The Interview – Rules To Proper Dress Code
The way you groom yourself may change people’s attitude towards your words and it will subconsciously tell them how you really are. Appearance determines whether the interlocutor trusts or not your speech. So if you want people to listen to you, the secret is to properly dress your message.
An interviewer is expecting you to dress appropriately for the big day. If you are not, you might show that you don’t care about the interview or that you don’t understand the basics of what it takes to be successful in the workplace. People who dress appropriately for a job interview are more likely to be successful, as they look the part. Conversely, those who dress inappropriately (too informal for example) may be seen as having a more casual attitude toward work and authority, as well as possessing a lack of understanding of business etiquette.

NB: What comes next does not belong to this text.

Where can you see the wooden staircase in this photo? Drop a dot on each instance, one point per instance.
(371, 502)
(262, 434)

You want to look smart and spontaneous? That’s good. But at the same time be mindful of the culture of the company you are applying to. Start-ups and new companies have embraced a much more casual approach to what is appropriate at the office, but they are an exception.
If everyone at the office is wearing jeans and a T-Shirt and you arrive in a double-breasted dark grey suit, you’ll be out of place and won’t fit in. When in doubt, bring a blue or grey jacket and carry it with you. You can throw it on to formalize and leave it off to be more casual.
Looking sharp can be the difference between a “Welcome” and a “We’ll let you know”. Any chance you can get to make a positive and immediate impact is a chance to get that job. An adequate look can certainly increase your chances of making a lasting and positive first impression.
Here some tips for choosing the right look for a successful job interview:
A custom suit can give to even the most insecure new graduate an extra dose of confidence. Keep it simple: a single-breasted two button dark grey or navy suit is versatile, effective and understated. The fit of the suit is what will set you apart from your competitors. A well-fitted jacket can promote good posture, and attitude: the psychological advantage you were looking for. So, mind the fit! You want the jacket to hug your shoulders and to be cut slim in the waist. In addition, make sure that not more of around half an inch of shirt cuff is shown at sleeve’s end.
This one’s easy: keep it crisp, clean and lightweight. Chose it white or light blue with a semi-spread collar. It will provide the foundation from which your tie choice and suit can play off. Subtlety is the key.
Feel free to choose small patterns and softer hues. It’s okay to show off your personality through your accessories, as long as you aren’t wearing a lime green pocket square. Also, there are many ways to tie a knot, you only need to know one way: the four-in-hand knot: simple and apt for all situations.
It’s widely accepted that one of the first places a man looks when he is introduced to someone is their shoe. Your attention to detail is reflected in the condition of your leather, so be sure to get a proper shine prior to the interview. Sophisticated black double monk strap shoes are commonplace in most offices nowadays, but if deviating from the baseline isn’t your thing, we completely get it. Stick with an oxford or cap toe lace up. And please, pick socks that match the color of your suit and a belt which match the shoe.